Jullaya concluded the Rijksmuseum used their Instagram account as promotional tool to drive consumption of a physical visit, through the notable use of the city hashtag #Amsterdam, choosing topics related to holidays, general museum information, and the announcement of events and exhibitions. The Stedelijk Museum is characterized by the Instagram-exclusive campaigns (e.g. community curated shows of objects currently not on display) and engagement projects (e.g. weekly public selection of an artwork) in addition to general communication with the local community (e.g. current events, recruitment of staff and volunteers). The Van Gogh Museum is characterized by the repost of images with a different caption, repositioning the same image within a complete different context and receiving a different response from the audience. This thesis is available here.
Trend 3: Museum Instagram accounts will continue to develop engaging strategies that merge education and marketing for attracting physical visitors.
Last, the digital images can also be consumed in a physical exhibition, which has been adopted as successful new business model by a French arts foundation Culturespaces.
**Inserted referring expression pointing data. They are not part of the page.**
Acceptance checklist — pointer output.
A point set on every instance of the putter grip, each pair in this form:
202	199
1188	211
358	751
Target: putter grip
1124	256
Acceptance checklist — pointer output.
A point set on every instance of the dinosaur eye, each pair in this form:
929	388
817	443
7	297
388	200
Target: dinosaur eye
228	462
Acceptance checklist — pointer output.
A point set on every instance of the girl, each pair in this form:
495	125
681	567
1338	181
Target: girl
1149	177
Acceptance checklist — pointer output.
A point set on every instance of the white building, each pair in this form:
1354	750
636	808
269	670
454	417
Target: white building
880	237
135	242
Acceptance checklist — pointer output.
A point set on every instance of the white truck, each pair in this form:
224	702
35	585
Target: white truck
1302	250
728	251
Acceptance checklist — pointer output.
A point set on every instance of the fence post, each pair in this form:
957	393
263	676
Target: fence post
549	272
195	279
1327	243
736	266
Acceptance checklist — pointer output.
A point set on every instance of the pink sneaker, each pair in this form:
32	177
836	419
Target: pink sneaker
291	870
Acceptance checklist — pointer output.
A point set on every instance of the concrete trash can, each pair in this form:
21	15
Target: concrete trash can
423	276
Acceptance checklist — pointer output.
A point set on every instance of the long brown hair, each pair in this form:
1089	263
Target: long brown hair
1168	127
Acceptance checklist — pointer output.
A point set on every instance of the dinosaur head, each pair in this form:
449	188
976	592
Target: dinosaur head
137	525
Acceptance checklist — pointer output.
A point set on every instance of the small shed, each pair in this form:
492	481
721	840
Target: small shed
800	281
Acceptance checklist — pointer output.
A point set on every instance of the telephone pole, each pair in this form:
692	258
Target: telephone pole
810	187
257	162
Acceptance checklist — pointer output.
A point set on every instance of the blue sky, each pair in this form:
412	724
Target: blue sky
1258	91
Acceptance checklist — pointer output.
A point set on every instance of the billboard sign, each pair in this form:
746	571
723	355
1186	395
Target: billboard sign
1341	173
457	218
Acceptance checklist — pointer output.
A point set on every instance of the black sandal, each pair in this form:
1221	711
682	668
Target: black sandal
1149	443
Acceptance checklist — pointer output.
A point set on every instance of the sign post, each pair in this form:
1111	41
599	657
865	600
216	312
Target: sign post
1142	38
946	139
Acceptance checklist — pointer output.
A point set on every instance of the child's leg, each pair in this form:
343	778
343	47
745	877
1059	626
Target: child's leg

They have innovated in the use of digital imagery to create the ultimate experience good: a location-based digital exhibition. The Paris Atelier des Lumières had a cost of €12 million, and received 1.2 million visitors in 10 months during the first show in Paris (€14 full rate ticket entrance). The foundation has opened similar exhibitions in other countries across the EU, as well as in South Korea and the USA.
Vicki Triantafylloudi investigated the consumer’s experience of the recently opened immersive museums in Greece and in Belgium, in relation to their socio-economic profile. From the nearly 290 filled questionnaires analysed, a slight majority of respondents was male (54%), surprising for a ‘museum audience’, and 97% of respondents gave a positive evaluation of the immersive exhibit (excellent=37%, very good=43%, good=17%). The majority of respondents (81%) reported using technology ‘very regularly’ and ‘excessively’ on a daily basis. Most visitors (62%) were interested in the subject of the exhibit and (25%) wanted to have fun. Only a small minority (9%) visited alone.
The education level of the visitors was positively related to a general satisfaction of the exhibition, while those with an art-related background (academic, professional or hobby) reported a more critical evaluation of the overall experience. Similarly, expectations were an important factor influencing satisfaction. This suggests that the immersion art experience is a great way to introduce the general public (without an art-related background) to museum collections through the use of location-based immersive digital exhibitions. You can find the full thesis here.
Trend 4: Private firms will increasingly make use of museum collections to enrich their experience services offered.
The year was rather active, we also organised a colloquium on the Future of Museums. A summary and follow up will be the topic of a future post.